I prefer unweighted.......never used a weighted before and probably never will.


----------



## Gills63

I've used the weighted ones. You don't need as much lead under it.

Outdoor Hub mobile, the outdoor information engine


----------



## Amerson

I prefer the weighted ones. Less resistant and more sensitivity. . 


Posted using Outdoor Hub Campfire


----------



## Steelhauler

I never use slip bobbers. Most of the rivers around here don't have the depth that would require the use of them. If you are using a float rod or a noodle rod you can fish 8 feet or so beneath your float and still cast comfortably. As far as weighted or unweighted floats, I use the unweighted. I change float sizes and add shot if I need to get extra distance. Most weighted floats have a larger profile and it makes it harder to detect the light bites at times. Floats like the Drennan or the Raven are what I prefer.
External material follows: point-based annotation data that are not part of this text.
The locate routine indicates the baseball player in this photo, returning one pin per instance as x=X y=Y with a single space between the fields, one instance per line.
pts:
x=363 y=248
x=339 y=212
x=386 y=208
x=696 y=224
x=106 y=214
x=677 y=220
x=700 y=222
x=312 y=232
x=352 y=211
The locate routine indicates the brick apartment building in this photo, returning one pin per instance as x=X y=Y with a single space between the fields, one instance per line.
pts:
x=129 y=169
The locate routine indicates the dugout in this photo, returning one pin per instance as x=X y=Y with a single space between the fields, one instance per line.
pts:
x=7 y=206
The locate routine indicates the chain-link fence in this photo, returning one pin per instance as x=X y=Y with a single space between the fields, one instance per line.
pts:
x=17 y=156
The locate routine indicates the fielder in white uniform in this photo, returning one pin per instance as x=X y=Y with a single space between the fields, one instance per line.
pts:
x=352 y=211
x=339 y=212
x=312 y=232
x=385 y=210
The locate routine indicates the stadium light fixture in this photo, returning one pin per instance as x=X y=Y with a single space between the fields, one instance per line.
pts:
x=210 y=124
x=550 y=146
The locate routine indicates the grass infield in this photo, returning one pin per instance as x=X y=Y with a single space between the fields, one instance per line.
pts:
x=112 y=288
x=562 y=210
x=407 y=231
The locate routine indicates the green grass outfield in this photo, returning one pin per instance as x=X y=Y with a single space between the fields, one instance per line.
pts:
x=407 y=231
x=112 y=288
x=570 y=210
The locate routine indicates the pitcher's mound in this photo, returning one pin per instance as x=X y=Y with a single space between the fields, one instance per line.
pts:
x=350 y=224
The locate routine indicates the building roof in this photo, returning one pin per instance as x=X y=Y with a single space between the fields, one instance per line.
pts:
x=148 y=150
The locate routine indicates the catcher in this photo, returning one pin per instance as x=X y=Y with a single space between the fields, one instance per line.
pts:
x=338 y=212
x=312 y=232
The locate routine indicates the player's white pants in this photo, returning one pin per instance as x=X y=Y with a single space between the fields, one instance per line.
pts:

Just my two cents.

Wes


----------



## rutnut245

Weighted bobbers are made for fishing in current so that the bobber stands up quickly when it hits the stop. They're very good for deeper water. Much the same as pinners put heavier shot on their line just under the float when using a shirt button pattern. The line on the float or where the colors change is where the water line should be when properly weighted. The idea is to get the line off the water quickly. Of coarse you can use them any way you choose but casting distance is just an added bonus.


----------



## ShutUpNFish

steelhauler said:


> i never use slip bobbers. Most of the rivers around here don't have the depth that would require the use of them. If you are using a float rod or a noodle rod you can fish 8 feet or so beneath your float and still cast comfortably. As far as weighted or unweighted floats, i use the unweighted. I change float sizes and add shot if i need to get extra distance. Most weighted floats have a larger profile and it makes it harder to detect the light bites at times. Floats like the drennan or the raven are what i prefer. Just my two cents.
> 
> Wes


+1.............


----------



## Whitebeard

Steelhauler said:


> As far as weighted or unweighted floats, I use the unweighted. . . . . Floats like the Drennan or the Raven are what I prefer. Just my two cents.
> 
> Wes


Factoring in inflation, I think you're on the right track and your two cents is probably worth a dollar.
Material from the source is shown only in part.